Beyond the Starport Adventure (Bullet Book 1)
Page 31
Silverman was about to answer, but Quinn was talking again.
“Alan Gillespie,” Quinn said, “Was my best friend at the time, I think. I must have been ten years old – or perhaps eleven. Alan’s father ran his own building company and he had a few class four’s lying around his yard in pieces. It was a little bit of a cheat, really, but we did use parts from three of the old robots.”
The day was coming, or was already here. The sky was still dark, but the dark fog was somehow brighter. Silverman used his sunglasses and confirmed, as he suspected, that the sun was indeed directly above him. He didn’t if this meant the sun would get hotter. He knew that the length of time the alien world took to perform one full rotation would determine how many hours were in the day.

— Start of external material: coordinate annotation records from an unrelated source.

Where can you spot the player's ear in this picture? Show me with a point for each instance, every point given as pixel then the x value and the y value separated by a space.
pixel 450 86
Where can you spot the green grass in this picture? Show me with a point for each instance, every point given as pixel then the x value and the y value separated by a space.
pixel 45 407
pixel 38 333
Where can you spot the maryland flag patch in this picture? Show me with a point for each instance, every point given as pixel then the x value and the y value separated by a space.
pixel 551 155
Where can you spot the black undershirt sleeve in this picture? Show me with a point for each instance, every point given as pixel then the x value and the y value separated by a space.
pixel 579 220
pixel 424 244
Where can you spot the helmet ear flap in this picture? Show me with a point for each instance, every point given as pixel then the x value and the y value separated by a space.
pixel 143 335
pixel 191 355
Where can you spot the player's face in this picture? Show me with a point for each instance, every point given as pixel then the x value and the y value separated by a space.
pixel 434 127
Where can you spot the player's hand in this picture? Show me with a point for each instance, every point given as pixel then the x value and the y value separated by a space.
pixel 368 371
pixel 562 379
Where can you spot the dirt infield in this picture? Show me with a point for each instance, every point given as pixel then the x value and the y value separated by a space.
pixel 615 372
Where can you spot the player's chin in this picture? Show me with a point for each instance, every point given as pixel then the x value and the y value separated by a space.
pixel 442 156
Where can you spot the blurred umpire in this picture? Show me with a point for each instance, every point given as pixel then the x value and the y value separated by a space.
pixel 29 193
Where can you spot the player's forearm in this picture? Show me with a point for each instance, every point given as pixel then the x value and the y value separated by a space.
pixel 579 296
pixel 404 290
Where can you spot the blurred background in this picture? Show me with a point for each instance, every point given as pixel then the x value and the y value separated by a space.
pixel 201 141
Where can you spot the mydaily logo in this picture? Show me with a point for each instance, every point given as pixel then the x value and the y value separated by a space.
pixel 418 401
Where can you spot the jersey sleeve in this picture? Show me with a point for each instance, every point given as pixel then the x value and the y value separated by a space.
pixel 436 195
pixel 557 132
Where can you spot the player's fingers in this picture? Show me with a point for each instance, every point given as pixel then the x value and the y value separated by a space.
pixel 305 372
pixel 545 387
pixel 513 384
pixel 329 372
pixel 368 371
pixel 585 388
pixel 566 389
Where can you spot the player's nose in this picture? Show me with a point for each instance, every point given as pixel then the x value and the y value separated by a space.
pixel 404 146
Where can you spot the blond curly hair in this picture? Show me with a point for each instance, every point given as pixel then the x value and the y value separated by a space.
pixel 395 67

There was another scream. There had been many, all in the distance. Strange noises that drifted occasionally through the dusty dark air carried by the wind. At first Silverman had feared that the sound belonged to some unknown alien animal. He didn’t know what was worse.
They regarded the robot together. Quinn was still telling his story. Matt Silverman was almost listening, but as Quinn spoke he realised that the old man was reminiscing and not sharing anything of very much use. He wondered if Quinn was tired or something medical was happening to the old man. He hoped not and, with the last thought, found himself watching Quinn quite closely. He smiled very slightly without knowing that he was doing so.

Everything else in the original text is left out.